Preserving Privacy in Cloud-based Data-Driven Stabilization
Teimour Hosseinalizadeh, Nima Monshizadeh
TL;DR
This paper tackles privacy in cloud-based, data-driven stabilization of unknown LTI systems by introducing a transformation-based preprocessing and robust controller design that preserves privacy of both open-loop and closed-loop matrices while ensuring stability. The core approach leverages an LMI/SDP framework to define and navigate a privacy budget, including ellipsoidal consistency sets and post-processing steps to prevent private information leakage. The authors extend the scheme to account for disturbances, demonstrate its effectiveness through a case study on a batch reactor, and analyze resilience against bias-injection attacks under varying attacker knowledge. The work offers a lightweight, privacy-preserving solution with practical implications for secure cloud-assisted control and points to future work on tracking, optimal control, and alternative cloud models.
Abstract
In the recent years, we have observed three significant trends in control systems: a renewed interest in data-driven control design, the abundance of cloud computational services and the importance of preserving privacy for the system under control.
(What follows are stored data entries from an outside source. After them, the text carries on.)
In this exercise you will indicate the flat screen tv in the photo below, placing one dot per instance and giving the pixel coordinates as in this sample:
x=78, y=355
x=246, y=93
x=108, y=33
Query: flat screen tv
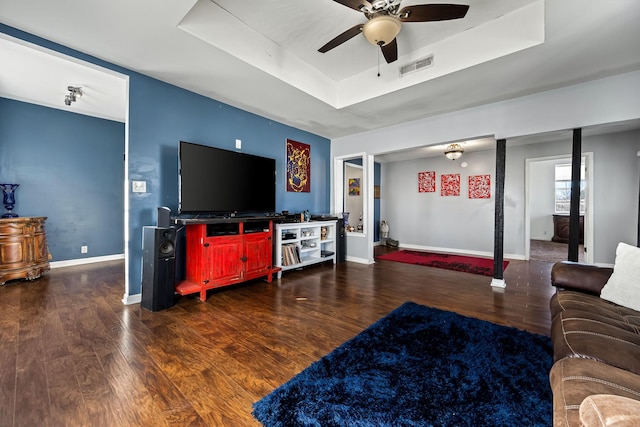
x=223, y=182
Motivated by these factors, this work investigates privacy-preserving outsourcing for the design of a stabilizing controller for unknown linear time-invariant systems.The main objective of this research is to preserve the privacy for the system dynamics by designing an outsourcing mechanism. To achieve this goal, we propose a scheme that combines transformation-based techniques and robust data-driven control design methods. The scheme preserves the privacy of both the open-loop and closed-loop system matrices while stabilizing the system under control.The scheme is applicable to both data with and without disturbance and is lightweight in terms of computational overhead. Numerical investigations for a case study demonstrate the impacts of our mechanism and its role in hindering malicious adversaries from achieving their goals.